No longer does a thinker have to collect and curate their own material, they can allow others to help them grow and curate it too!
The other day Bob Garfield had a good kvetch about dumb comments on newspaper websites on his show, On The Media, and I posted my two cents, but I still don’t feel better. I think that’s because Bob’s partly right: comments do suck sometimes.
So, instead of just poking him for sounding like Grandpa Simpson, I’d like to help fix the problem. Here are ten things newspapers could do, right now, to improve the quality of the comments on their sites. (There are lots more, but you know how newspaper editors can’t resist a top ten list.)

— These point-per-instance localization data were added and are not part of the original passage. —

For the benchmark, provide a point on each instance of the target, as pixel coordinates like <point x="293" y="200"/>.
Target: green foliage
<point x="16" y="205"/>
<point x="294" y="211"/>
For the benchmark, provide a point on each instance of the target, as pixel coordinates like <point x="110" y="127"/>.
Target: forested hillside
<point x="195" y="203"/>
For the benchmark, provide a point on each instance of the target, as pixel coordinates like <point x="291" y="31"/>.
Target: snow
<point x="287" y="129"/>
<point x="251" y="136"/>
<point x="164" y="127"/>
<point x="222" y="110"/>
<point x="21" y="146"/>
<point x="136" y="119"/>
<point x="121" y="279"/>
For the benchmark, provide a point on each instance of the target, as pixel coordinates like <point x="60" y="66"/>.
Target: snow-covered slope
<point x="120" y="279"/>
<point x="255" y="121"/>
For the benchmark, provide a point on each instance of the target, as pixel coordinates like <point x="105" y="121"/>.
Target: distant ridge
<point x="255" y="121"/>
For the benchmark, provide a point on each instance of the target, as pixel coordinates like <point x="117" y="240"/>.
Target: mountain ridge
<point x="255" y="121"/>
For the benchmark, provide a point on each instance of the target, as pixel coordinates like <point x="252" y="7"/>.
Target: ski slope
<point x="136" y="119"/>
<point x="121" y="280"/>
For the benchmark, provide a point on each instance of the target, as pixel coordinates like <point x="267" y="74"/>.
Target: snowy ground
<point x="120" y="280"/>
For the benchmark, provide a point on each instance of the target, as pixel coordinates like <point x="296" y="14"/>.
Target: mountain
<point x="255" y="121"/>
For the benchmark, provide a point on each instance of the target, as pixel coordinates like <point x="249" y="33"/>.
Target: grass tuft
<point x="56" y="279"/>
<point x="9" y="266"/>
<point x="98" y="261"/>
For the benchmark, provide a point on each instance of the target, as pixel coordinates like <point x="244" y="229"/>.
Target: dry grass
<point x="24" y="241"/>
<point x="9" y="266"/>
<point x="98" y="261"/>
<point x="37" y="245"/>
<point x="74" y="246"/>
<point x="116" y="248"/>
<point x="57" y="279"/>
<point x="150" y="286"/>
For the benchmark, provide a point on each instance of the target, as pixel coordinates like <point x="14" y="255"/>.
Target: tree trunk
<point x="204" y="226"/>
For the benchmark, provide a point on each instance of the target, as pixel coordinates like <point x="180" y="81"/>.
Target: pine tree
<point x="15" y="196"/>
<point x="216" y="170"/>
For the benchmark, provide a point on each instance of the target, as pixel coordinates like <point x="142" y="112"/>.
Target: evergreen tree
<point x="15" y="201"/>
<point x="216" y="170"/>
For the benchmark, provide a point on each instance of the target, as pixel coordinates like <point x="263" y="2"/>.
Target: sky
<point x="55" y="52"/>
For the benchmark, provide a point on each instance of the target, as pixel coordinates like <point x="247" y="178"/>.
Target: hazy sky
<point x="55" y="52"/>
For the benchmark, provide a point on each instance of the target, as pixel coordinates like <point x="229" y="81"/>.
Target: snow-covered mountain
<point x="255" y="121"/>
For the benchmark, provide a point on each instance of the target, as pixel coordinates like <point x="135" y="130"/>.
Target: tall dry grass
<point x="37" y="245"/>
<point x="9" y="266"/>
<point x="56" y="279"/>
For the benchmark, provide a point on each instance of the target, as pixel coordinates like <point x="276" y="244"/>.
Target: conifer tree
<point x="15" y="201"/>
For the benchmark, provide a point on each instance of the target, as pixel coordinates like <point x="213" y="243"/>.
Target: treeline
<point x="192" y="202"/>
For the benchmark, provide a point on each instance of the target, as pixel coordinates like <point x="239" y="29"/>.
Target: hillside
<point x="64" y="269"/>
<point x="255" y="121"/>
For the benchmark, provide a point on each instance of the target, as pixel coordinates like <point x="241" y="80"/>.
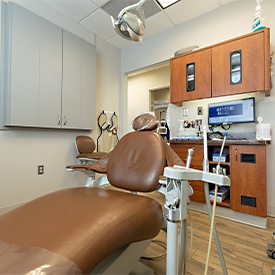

I love this list which I feel is very solid. I also think that newspapers/magazines could do this with an IndieWeb approach to give themselves even more control over aggregating and guiding their conversations.
Instead of moving in the correct direction of taking more ownership, most journalistic outlets (here’s a recent example) seem to be ceding their power and audience away to social media. Sure people will have conversations about pieces out in the world, but why not curate and encourage a better and more substantive discussion where you actually have full control? Twitter reactions may help spread their ideas and give some reach, but at best–from a commentary perspective–Twitter and others can only provide for online graffiti-like reactions for the hard work.
I particularly like the idea of having an editor of the comment desk.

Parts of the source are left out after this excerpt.